Sunday, October 29, 2017

Vocabulary Exercise with Word Cards

It's the end of week 3, Unit 3 of the TESL Teaching In Practice - Reading and Vocabulary course through U of Manitoba Extended Education. This activity uses a Task-based lesson plan from Citizenship and Immigration Canada and is inspired by the discussion in the "Which Words are Worth the Worry?" video. The lesson plan is presented as a cloze exercise for myself and a small group of peers. We completed the exercise using a shared Google doc, but I do not yet have permission from the group members to share it here. 
The assignment here is to develop a vocabulary lesson based on the above lesson plan.
I would have the students do this vocabulary activity before playing the Nutrition Facts snap game in the lesson plan.


I would prepare word cards (like flash cards with the vocab word on one side and the definition on the other side) using the thirteen core nutrients list, plus some additional words needed to understand and play the Snap game (nutrition, healthy/unhealthy, serving size, calories, percent (%) daily value).
Sample Word Card, both sides visible. Actual card has vocabulary on one side, definition on the other.
Activity:

  • ·         Students would be in groups of 4 and each would get one word card. 
  • ·         Ss have three minutes to look at their word, study the definition, look up additional information (eg an example or source), ask T for clarification or pronunciation
  • ·         Ss take turns in their group to introduce and define their word to the group, discuss and answer questions, refine their explanation of the word (10 minutes)
  • ·         Ss present their word to the whole class using the refinements. (do healthy/unhealthy first and then T writes these as column headings on board)
  • ·         after each word is presented, the class will vote to place nutrition words in healthy or unhealthy column (include a little or a lot) (20-25 minutes)
  • ·         groups exchange cards so each S gets a new word. Ss take cards home to study and present at next class (repetition)
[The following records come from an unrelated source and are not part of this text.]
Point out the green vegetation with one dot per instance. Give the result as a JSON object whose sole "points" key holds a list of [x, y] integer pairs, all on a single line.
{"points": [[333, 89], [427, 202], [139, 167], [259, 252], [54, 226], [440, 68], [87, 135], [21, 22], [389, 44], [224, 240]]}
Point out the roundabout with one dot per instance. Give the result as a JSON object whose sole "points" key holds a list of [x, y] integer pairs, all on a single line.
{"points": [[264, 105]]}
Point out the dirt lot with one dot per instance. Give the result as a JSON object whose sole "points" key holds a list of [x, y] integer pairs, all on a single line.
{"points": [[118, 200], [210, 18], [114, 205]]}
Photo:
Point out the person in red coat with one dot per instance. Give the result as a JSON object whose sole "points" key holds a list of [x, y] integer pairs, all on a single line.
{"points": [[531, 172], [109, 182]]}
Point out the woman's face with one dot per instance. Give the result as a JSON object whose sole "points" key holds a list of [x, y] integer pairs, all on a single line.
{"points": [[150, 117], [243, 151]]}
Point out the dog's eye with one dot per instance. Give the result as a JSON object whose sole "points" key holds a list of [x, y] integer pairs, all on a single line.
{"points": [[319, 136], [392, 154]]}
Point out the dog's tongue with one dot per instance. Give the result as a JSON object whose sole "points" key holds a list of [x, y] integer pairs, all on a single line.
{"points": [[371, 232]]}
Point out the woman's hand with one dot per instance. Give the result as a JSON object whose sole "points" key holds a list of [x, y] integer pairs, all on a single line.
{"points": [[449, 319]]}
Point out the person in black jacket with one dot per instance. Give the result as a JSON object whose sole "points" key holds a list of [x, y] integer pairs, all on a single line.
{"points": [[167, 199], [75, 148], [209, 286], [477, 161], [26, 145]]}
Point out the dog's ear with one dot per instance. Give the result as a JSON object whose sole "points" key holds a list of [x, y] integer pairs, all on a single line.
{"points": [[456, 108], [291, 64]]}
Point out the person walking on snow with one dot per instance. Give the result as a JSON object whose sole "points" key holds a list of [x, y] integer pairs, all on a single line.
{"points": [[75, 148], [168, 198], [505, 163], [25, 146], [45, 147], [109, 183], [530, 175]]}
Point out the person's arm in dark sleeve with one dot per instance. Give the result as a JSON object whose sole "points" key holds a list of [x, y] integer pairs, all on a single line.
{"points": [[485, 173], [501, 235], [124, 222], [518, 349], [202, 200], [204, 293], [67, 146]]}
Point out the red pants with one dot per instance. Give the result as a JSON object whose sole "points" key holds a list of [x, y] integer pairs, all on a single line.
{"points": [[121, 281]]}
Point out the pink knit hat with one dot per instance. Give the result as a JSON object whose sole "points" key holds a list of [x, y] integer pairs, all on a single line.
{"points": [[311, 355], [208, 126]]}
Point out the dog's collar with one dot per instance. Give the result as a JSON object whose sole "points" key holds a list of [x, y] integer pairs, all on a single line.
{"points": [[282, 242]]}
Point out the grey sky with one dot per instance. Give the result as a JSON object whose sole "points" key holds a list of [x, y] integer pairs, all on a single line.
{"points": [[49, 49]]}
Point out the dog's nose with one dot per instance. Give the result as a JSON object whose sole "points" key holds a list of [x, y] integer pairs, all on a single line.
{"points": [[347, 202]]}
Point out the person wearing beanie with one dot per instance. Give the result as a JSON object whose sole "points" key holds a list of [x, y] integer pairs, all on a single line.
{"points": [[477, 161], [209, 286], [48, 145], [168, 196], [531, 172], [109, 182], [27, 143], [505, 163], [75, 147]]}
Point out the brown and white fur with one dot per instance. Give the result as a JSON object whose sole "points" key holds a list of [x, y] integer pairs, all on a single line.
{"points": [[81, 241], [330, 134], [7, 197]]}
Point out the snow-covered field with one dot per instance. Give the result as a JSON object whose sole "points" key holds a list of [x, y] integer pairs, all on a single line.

The lesson plan is meant to help students to read food labels and understand how numbers are used to indicate whether foods are healthy or unhealthy. However, there are a lot of multi-syllable word specific to nutrition in this exercise, so I believe it is important to make sure the students understand what these words mean. If students come from countries where there wasn't a lot of food choice or where their food was produced by themselves or obtained directly from producers, they will not have much experience with food labels or nutrition terms in their origin language.